The welfare principle has been discussed and applied in several cases of this and outside jurisdictions but I will refer to some of them which include:-
- McGrath (1893) 1 Ch. 143
- In the matter of Prossy Nalungwa (infant) and Ndagire - Misc. Application No. 500/1997
See also: Article 34 of the Constitution.
Because the child is incapable of exercising his rights due to the incapacity caused by his tender age, the law has put in place a mechanism to enable the child to have and enjoy those rights. It is with that incapacity in mind that a person who may be a parent or guardian of the child is duty-bound to avail those rights to the child under the legal duty of parental responsibility.

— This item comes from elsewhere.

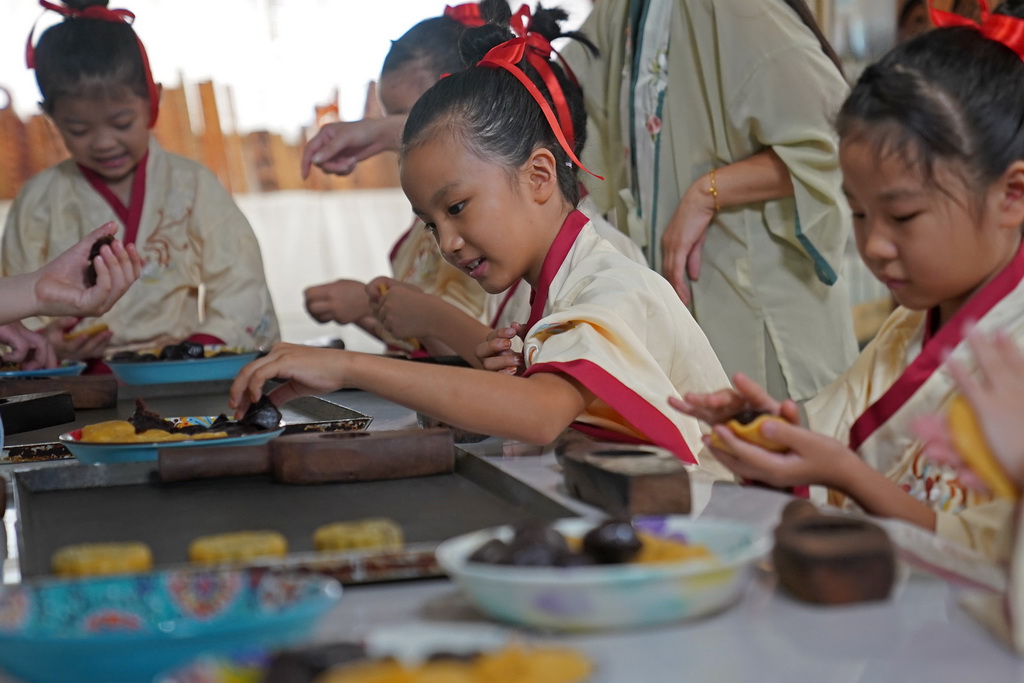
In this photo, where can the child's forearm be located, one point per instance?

See (1) Sections 1(0) and 6 of the Children Act.
(2) Article 34 of the Constitution.
The child in this application is a Uganda National having been born in Uganda (chapter III Article 11(1) of the Constitution and one of the applicants is a Belgian. Where the best interest and welfare of the Child is concerned, the guardianship of the Child may be granted to a foreign national. It is better for the child to have a home and parental love and care in the hands of a foreign national than to live without any one to care for it (child). This approach was adopted in the cases of:-
1) Mirembe Sarah (Infant) Misc. Application 581992 (1992-93)
- Jane Mukasa (Infant) Misc. Application 78/1991
As pointed out, the child is a Ugandan and the second applicant has hinted that she may travel with the child to Germany to stay with her husband. Under such circumstances and before court grants the order of guardianship, it (court) must address itself to the circumstances listed in paragraph 3 of the First Schedule of the Children Act - and these are:
- the ascertainable wishes and feelings of the child in light of her age and understanding.
- the child's physical emotional and educational needs
- the likely effects on the child.
- the child's sex, background etc
- any harm that may result to the child
- the capacity of the child's parents (if any)
The facts on the ground are that there are no known parents to the child. She has lived with the applicants for the last seven months. The child is healthy, good looking and well-fed.
Above all, the applicants have accepted her to be part of their family and in their home. In light of all the circumstances and facts advances in support of the application, this court would be denying the child a chance to live and be brought up decently if it (court) were to refuse the application. This child was abandoned to die but the applicants have now given her, not only life, but a home, security and parental love, care, and responsibility.
I will therefore grant the order of guardianship, which I think, is in the best interest and welfare of the child, to the applicants.